Last week, at a conference in the Israeli parliament with far-right Jewish settlers, Smotrich discussed plans "to relocate Gazans to other countries," which he said "will serve as a means of facilitating the settlement of the strip" by Jewish Israelis.
In May, Smotrich said, "Within a few months, we will be able to declare that we have won. Gaza will be totally destroyed," and spoke of "concentrating" its civilians in preparation for their mass exodus from the strip.
"They will be totally despairing, understanding that there is no hope and nothing to look for in Gaza, and will be looking for relocation to begin a new life in other places," he added.
The Netherlands is not the first country to attempt to punish the far-right ministers.
Earlier this month, Slovenia became the first nation to ban Smotrich and Ben-Gvir from entry, citing their incitement of "extreme violence and serious violations of the human rights of Palestinians" with "their genocidal statements."

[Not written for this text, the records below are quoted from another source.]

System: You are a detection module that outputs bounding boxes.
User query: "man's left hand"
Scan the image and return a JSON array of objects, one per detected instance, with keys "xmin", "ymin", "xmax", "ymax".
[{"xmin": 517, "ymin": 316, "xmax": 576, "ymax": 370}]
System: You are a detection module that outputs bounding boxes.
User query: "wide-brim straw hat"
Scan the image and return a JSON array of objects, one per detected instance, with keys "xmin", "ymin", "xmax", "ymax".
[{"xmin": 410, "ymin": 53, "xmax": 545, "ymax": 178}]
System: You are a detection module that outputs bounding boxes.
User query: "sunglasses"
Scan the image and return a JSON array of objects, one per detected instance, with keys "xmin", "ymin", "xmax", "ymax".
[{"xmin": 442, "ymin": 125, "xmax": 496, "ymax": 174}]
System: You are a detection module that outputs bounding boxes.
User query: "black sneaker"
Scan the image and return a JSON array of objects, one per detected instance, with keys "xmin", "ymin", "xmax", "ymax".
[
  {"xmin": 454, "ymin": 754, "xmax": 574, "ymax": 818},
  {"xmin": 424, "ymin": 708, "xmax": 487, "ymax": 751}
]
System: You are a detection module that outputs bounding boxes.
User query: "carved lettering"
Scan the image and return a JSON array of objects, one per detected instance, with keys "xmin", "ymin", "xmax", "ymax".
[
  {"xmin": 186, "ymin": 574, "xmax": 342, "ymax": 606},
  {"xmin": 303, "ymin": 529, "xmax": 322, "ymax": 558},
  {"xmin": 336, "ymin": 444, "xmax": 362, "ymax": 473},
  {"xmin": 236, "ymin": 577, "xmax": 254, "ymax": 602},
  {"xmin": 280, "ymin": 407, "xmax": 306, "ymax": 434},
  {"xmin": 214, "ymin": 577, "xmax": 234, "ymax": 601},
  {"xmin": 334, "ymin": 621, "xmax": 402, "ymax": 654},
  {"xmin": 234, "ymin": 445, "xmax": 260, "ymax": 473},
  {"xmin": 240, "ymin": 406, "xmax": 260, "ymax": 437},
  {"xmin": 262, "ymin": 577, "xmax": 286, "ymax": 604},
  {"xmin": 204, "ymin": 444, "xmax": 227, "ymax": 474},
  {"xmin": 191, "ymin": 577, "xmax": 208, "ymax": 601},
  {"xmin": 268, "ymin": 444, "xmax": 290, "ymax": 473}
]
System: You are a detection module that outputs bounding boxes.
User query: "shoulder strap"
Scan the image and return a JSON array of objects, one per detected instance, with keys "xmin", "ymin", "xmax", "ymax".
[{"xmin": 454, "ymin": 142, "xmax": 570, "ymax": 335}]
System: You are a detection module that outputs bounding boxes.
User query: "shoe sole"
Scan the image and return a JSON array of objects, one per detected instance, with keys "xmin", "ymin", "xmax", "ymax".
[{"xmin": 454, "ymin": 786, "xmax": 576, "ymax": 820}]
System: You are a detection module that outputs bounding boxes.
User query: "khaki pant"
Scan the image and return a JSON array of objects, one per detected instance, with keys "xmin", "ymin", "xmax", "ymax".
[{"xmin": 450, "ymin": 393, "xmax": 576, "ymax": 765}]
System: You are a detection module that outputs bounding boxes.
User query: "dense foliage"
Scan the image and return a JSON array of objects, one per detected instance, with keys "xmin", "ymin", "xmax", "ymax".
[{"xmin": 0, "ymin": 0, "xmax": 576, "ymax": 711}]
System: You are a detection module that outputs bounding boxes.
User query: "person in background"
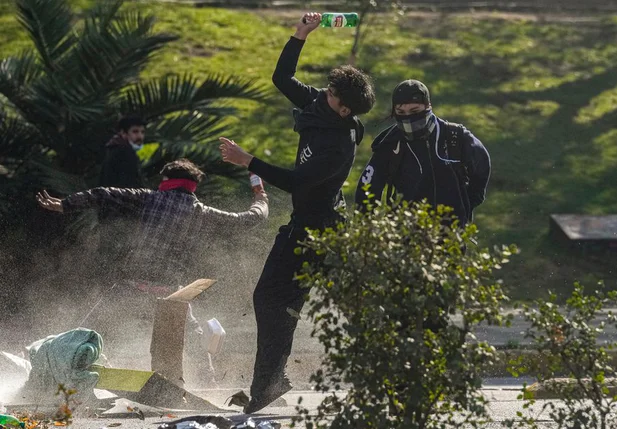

The United Kingdom, Australia, Canada, New Zealand, and Norway have also imposed financial sanctions on the two men.
On Tuesday, the European Commission proposed partially suspending Israel from the $100 million Horizon research program, citing the Gaza famine.
Dutch Prime Minister Dick Schoof said that unless Israel complies with agreements to allow humanitarian aid access, he would support banning Israel from the prestigious research program and potentially take other "national measures to increase the pressure."
"The government's goal is crystal clear," Schoof said. "The people of Gaza must be given immediate, unfettered, safe access to humanitarian aid."